There is a lot of thought that goes behind taking care of a dog or cat. This is why as a kid, your parent(s) were reluctant to get a pet. Your dog is like your family member, which is why you need to take care of and look after them.
Welcoming a pet into your home is not to be taken lightly, whether it is a cat or any other animal. Today, dogs and cats are considered full-fledged members of the family. You have a pet, or you wish to have one. So, without further ado, let’s dive into this blog and learn some of the things you ought to know about taking care of your pets.
1. Meet his physical and mental needs
The needs vary according to each dog. They depend on the age and the state of health but also on the character and the breed.

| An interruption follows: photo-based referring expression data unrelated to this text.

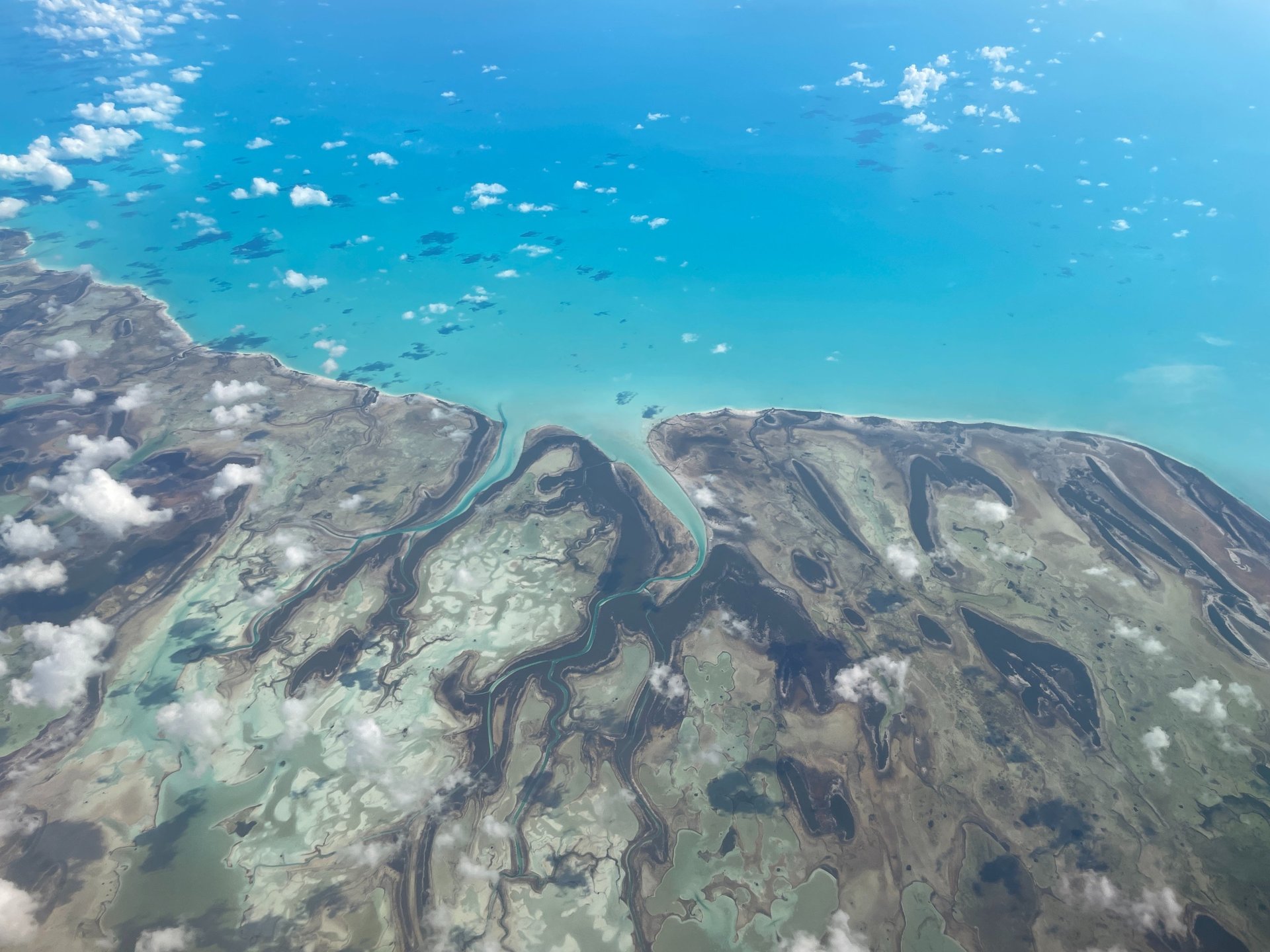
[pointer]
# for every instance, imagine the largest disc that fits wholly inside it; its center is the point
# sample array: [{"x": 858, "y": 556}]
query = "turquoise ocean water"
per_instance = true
[{"x": 1099, "y": 264}]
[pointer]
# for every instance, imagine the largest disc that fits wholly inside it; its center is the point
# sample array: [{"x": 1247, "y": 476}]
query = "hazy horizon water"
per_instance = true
[{"x": 836, "y": 255}]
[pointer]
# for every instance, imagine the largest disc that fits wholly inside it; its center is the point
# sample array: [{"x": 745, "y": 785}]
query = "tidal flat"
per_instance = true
[{"x": 295, "y": 664}]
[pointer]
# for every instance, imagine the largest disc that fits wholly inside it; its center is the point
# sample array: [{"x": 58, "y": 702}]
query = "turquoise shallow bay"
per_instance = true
[{"x": 846, "y": 259}]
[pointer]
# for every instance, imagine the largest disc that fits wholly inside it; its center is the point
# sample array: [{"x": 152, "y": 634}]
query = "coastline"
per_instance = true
[{"x": 616, "y": 444}]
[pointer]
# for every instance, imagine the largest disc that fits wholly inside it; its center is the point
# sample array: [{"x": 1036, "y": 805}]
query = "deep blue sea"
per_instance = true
[{"x": 625, "y": 210}]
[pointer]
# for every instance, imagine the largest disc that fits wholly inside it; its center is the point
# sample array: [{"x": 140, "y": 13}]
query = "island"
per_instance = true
[{"x": 295, "y": 664}]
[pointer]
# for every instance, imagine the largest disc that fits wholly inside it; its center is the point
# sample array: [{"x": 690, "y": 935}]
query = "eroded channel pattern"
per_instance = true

A dog can have the best food in the world, be spoiled with toys and have the latest harness, but he will be unhappy if you don’t consider his needs, which are important for his mental and physical balance.
A puppy will not have the same needs as an adult dog, just as a Chihuahua will not have the same needs as a German Shepherd. Taking good care of your dog means knowing it well and being well informed about its aptitudes and requirements. Also, in case of behavioral problems or a recalcitrant dog, you should not hesitate to turn to a professional (dog trainer, behaviorist, etc.)
2. Take care of his diet
The range of dog food available is becoming more and more diversified. Dry or wet food, with or without cereals, is adapted to the age and activity of the dog; the choice is vast.
There are two principles to keep in mind in order not to get lost in this area: meet the dog’s protein needs, as these are the nutrients that are essential for the proper functioning of his body, and make sure that the food given is suitable for him (well-formed stools, good digestion, etc.). If the qualities and composition convince you of a brand of food, but your dog does not tolerate it well (soft stools, digestive problems, intestinal gas, etc.), it is because it is not suitable.
3. Brush and groom your dog regularly
A dog needs regular care. Brushing once a week allows you to spot any problems: skin abnormalities, coat condition, wounds, parasites, etc. It is better to brush your dog several times a week in the spring and fall because the coat changes and moults. For long and medium-haired breeds, brushing is recommended every other day. A bath with a shampoo adapted to the canine pH every two months is sufficient unless the dog is particularly dirty or has bathed in seawater (sea salt is corrosive to the skin).
4. Prevent rather than cure
To keep your dog in good health for as long as possible, prevention is better than cure! The offer is varied in vaccines, deworming, flea and tick control, and allows to avoid possible problems. An annual visit to the veterinarian is also recommended to check the dog’s good health, detect possible pathologies, and propose adapted care if necessary. As health insurance for dogs is currently developing in the United States, it may be interesting to find out more about it depending on your dog’s health and age before subscribing.
5. Take him to the osteopath once a year
As for humans, canine osteopathy relieves tensions and muscular, visceral, and bone pains. Globally, it allows better mobility. It is intended primarily for large dogs, older dogs, sporting dogs, and in general for dogs that have suffered a trauma or physical shock (accident, whelping, etc.).
A canine osteopath is either a veterinarian, in which case he or she has followed a medical curriculum and has specialized in additional osteopathic training, or a non-veterinarian, in which case he or she has graduated from a specialized school and must have passed the aptitude test organized by order of Veterinarians because the profession has been regulated since 2017. It is necessary to count about sixty dollars per session. The canine osteopath has an office or comes to your home.